An example of the horse is again from Year 4. This term they are doing “We are co-authors”. It works really well with their Rainforest topic because they can have a Wiki as the overall outcome of their whole topic, working as co-authors to make it – I think they’ll probably finish up with a kind of A-Z of rainforests. In this example the Switched on ICT unit leads the whole topic.

Not only is Switched on ICT an inspiring way to enliven topics, but it is also really easy to plan and teach from. I’ve had teachers without much confidence in ICT tell me that all they had to do was open up the book, read through the sequence of lessons and begin teaching – which is much preferable to shutting the book and finding excuses for not teaching it – something that I’ve known happen to some other bought-in schemes.

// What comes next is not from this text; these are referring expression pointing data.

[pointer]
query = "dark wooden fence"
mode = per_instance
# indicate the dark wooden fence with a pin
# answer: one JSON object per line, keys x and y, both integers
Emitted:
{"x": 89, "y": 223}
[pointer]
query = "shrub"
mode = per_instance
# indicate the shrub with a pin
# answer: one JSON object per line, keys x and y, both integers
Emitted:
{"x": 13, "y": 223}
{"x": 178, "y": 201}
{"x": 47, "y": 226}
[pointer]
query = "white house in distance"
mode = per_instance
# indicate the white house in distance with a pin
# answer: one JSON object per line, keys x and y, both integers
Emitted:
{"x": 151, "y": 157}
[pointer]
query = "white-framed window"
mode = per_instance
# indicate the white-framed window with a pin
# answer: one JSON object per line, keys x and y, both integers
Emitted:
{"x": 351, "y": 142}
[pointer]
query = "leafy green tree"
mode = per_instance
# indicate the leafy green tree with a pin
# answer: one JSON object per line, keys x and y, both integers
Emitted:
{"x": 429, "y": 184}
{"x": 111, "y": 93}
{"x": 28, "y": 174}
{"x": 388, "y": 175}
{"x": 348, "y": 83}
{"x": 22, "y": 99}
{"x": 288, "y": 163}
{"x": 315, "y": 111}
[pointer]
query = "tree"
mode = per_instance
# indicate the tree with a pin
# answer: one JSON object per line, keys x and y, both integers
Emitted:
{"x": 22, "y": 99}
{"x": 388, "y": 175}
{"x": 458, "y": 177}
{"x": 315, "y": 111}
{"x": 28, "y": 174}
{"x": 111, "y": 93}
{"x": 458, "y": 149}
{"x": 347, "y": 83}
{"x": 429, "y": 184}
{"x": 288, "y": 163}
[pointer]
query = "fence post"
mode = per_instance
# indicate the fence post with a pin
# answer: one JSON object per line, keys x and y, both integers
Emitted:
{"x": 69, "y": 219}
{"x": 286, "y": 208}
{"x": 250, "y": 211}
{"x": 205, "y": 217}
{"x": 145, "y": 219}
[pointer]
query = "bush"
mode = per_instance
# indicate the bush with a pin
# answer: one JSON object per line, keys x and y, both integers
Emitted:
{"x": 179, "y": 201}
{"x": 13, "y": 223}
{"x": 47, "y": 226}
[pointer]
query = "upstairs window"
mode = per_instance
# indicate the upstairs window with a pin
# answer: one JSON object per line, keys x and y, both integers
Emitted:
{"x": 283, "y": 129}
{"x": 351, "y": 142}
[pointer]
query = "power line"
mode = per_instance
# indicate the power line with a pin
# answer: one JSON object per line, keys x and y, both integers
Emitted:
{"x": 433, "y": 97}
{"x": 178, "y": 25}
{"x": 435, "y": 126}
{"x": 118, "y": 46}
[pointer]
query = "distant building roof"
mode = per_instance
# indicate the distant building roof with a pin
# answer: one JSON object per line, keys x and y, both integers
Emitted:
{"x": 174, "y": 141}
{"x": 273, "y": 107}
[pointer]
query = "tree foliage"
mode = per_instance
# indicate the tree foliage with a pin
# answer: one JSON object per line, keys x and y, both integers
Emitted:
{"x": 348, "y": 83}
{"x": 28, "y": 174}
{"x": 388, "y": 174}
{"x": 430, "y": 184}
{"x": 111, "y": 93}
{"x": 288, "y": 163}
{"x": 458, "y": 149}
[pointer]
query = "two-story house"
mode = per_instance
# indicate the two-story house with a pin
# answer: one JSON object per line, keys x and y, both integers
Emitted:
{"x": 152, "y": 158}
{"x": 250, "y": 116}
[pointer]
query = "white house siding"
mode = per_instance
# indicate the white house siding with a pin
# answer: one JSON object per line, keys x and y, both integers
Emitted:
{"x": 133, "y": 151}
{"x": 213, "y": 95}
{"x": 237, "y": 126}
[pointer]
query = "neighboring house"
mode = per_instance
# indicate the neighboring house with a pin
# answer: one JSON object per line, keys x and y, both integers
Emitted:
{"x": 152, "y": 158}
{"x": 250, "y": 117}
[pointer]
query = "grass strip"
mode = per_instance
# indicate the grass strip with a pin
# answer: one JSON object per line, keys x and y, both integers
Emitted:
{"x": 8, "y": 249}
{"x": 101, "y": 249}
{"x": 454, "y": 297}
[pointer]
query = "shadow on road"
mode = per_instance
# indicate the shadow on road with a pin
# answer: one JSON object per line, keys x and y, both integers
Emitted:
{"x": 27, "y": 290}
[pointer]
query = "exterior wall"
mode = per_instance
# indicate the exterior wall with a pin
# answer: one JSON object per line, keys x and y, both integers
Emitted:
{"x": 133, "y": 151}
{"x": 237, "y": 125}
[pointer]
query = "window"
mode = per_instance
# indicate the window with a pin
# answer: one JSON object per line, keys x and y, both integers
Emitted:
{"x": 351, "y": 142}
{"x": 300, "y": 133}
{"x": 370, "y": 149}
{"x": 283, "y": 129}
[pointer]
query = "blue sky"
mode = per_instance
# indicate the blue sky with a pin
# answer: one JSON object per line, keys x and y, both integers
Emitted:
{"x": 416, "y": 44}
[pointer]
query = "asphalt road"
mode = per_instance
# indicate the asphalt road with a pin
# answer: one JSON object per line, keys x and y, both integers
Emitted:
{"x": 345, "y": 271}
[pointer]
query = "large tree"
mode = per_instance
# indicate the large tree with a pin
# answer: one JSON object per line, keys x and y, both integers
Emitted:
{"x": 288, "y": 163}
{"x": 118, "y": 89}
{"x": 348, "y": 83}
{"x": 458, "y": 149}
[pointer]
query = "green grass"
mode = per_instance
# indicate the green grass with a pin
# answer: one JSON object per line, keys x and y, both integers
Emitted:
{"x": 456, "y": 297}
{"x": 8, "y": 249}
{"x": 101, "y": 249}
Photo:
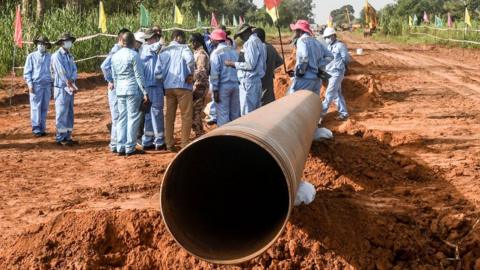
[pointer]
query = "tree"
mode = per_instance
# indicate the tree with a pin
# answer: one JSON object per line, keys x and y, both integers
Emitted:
{"x": 340, "y": 15}
{"x": 40, "y": 10}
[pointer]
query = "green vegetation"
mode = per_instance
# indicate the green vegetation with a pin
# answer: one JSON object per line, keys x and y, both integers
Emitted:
{"x": 80, "y": 17}
{"x": 394, "y": 21}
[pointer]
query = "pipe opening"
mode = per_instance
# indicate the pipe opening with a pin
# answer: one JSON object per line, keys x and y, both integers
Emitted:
{"x": 224, "y": 198}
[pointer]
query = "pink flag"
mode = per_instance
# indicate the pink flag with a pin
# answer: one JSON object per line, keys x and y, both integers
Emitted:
{"x": 425, "y": 17}
{"x": 450, "y": 22}
{"x": 213, "y": 21}
{"x": 17, "y": 36}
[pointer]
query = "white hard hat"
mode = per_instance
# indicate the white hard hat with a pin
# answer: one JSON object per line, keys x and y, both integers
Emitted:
{"x": 140, "y": 37}
{"x": 328, "y": 32}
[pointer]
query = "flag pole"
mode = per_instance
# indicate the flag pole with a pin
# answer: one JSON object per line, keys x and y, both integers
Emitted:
{"x": 13, "y": 74}
{"x": 281, "y": 42}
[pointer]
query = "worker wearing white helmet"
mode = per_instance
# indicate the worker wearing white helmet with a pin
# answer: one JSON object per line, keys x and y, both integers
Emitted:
{"x": 311, "y": 59}
{"x": 140, "y": 39}
{"x": 336, "y": 69}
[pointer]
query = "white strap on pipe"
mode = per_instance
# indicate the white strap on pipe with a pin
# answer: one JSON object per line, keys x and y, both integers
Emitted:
{"x": 448, "y": 39}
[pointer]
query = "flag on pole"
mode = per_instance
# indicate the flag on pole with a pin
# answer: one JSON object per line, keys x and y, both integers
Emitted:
{"x": 17, "y": 36}
{"x": 102, "y": 19}
{"x": 271, "y": 6}
{"x": 367, "y": 17}
{"x": 425, "y": 17}
{"x": 235, "y": 23}
{"x": 178, "y": 18}
{"x": 450, "y": 22}
{"x": 144, "y": 16}
{"x": 213, "y": 21}
{"x": 199, "y": 19}
{"x": 438, "y": 22}
{"x": 467, "y": 18}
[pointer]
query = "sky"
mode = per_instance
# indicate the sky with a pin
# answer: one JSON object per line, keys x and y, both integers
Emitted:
{"x": 323, "y": 7}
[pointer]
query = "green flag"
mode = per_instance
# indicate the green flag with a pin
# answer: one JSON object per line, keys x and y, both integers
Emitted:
{"x": 144, "y": 17}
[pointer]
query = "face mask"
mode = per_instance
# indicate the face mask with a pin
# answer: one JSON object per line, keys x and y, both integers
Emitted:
{"x": 67, "y": 44}
{"x": 41, "y": 48}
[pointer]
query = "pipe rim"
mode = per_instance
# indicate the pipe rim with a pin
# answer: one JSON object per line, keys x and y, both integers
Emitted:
{"x": 262, "y": 142}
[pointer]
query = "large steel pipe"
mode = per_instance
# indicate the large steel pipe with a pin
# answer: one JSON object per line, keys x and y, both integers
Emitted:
{"x": 227, "y": 196}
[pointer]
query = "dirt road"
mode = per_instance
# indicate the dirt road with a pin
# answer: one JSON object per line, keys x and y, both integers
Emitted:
{"x": 398, "y": 187}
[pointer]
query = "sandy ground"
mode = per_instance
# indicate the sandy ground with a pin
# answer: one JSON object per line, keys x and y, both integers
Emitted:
{"x": 397, "y": 188}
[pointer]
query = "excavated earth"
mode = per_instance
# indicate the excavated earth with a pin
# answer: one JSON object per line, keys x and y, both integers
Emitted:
{"x": 397, "y": 188}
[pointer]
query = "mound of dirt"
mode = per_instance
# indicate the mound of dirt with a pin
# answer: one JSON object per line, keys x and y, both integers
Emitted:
{"x": 374, "y": 210}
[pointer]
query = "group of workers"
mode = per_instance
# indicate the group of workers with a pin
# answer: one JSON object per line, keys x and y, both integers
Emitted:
{"x": 141, "y": 71}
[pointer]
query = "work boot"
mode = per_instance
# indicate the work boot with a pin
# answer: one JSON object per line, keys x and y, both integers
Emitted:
{"x": 172, "y": 149}
{"x": 136, "y": 152}
{"x": 149, "y": 147}
{"x": 342, "y": 117}
{"x": 162, "y": 147}
{"x": 71, "y": 143}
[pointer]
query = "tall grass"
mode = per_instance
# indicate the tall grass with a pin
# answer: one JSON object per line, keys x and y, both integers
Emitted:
{"x": 78, "y": 23}
{"x": 398, "y": 29}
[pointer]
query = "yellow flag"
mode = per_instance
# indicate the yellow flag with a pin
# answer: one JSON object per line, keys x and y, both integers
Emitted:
{"x": 467, "y": 18}
{"x": 178, "y": 16}
{"x": 102, "y": 19}
{"x": 273, "y": 13}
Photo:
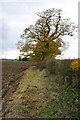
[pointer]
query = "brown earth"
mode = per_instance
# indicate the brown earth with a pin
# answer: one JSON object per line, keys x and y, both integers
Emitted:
{"x": 11, "y": 73}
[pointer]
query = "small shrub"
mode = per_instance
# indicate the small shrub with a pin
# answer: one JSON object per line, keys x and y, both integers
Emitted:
{"x": 66, "y": 71}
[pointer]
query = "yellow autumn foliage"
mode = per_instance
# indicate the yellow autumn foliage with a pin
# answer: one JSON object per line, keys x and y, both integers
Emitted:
{"x": 75, "y": 65}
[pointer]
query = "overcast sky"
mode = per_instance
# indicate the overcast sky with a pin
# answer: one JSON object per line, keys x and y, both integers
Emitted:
{"x": 16, "y": 15}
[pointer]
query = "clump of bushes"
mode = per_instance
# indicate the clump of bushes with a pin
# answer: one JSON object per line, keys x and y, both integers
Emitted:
{"x": 62, "y": 70}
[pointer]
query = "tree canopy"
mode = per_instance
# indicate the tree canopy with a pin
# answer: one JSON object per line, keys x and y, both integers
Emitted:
{"x": 44, "y": 39}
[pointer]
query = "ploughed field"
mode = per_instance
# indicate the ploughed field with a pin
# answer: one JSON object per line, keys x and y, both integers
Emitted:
{"x": 11, "y": 73}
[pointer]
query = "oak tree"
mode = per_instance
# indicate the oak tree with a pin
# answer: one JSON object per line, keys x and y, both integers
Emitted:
{"x": 44, "y": 39}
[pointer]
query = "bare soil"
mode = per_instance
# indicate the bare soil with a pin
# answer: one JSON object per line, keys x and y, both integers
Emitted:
{"x": 11, "y": 74}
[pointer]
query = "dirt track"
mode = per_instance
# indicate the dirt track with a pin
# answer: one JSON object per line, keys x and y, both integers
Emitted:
{"x": 11, "y": 73}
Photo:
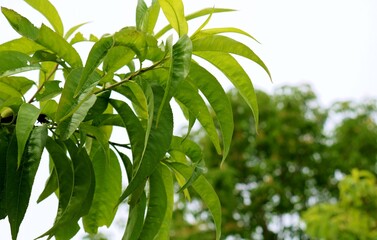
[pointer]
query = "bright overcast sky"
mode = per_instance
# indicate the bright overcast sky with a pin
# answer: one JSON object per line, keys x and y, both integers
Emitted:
{"x": 331, "y": 44}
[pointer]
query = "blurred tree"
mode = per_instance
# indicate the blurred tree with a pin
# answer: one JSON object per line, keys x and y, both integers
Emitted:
{"x": 353, "y": 217}
{"x": 296, "y": 160}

So let’s not go to the ICT suite and make posters. Let’s teach from Switched on ICT instead.

Rising Stars – A company that make me want to get back into the classroom

The amount of my teaching varies. Sometimes I’m in class a lot, sometimes I’m not.

I have a office and a desk. Sometimes I have a classroom and a group of children. The constant is the desk, not the classroom and I often miss the whole teaching a class thing – taking a class of children in September, teaching them a varied and interested curriculum, watching them develop and grow over a year, forging positive bonds with their parents and all that.

However recently the thing that has made me miss teaching more than anything has been Rising Stars, or more specifically, 3 things that Rising Stars sell:

  1. Writing maps – these are the kind of open-ended resource I love. They’re a picture prompts for story writing – full of images that can prompt discussion around vocabulary and story ideas. They’re just the thing for children who are struggling to unleash their imagination or when I’m finding my own imagination is petrifying with tiredness towards the end of each term. You could conceivably base much of a term’s work on one map, depending on how much detail you want to put in to each map.
  2. Challenge Cards – more open ended resources. A picture or a saying on a card to stimulate discussion with guidance and vocabulary on the back to help the teacher. The longer I teach, the more I am convinced that much of education is is giving children more words to describe things with. Some people criticise excessive verbosity, but just because you have a load of words doesn’t mean you need to use them in every situation.
  3. Dockside – Teaching mainly older primary children, I have always struggled with motivating those older children who are behind in their reading. The thing is that many of the books that help them learn to read have concepts and themes that are too infantile to motivate these 9, 10 and 11 year olds. These books are set to the six stages of phonics as decreed by the government as THE WAY THAT CHILDREN LEARN TO READ (which is another debate, for another time). But even better they have the kind of themes that you get in Eastenders – really engaging for older children. We’ve already had great reports coming back from our Year 5 class who are trialling them at the moment.

And guess what. In September I am teaching. 3 days a week. I have a lot of other things to do in the remaining 2 days like being Senco, ICT coordinator, maths leader, performance management responsibilities and all that. But I’m excited about the teaching and it’s partly down to the fact that I’ll finally be able to use these great resources from Rising Stars.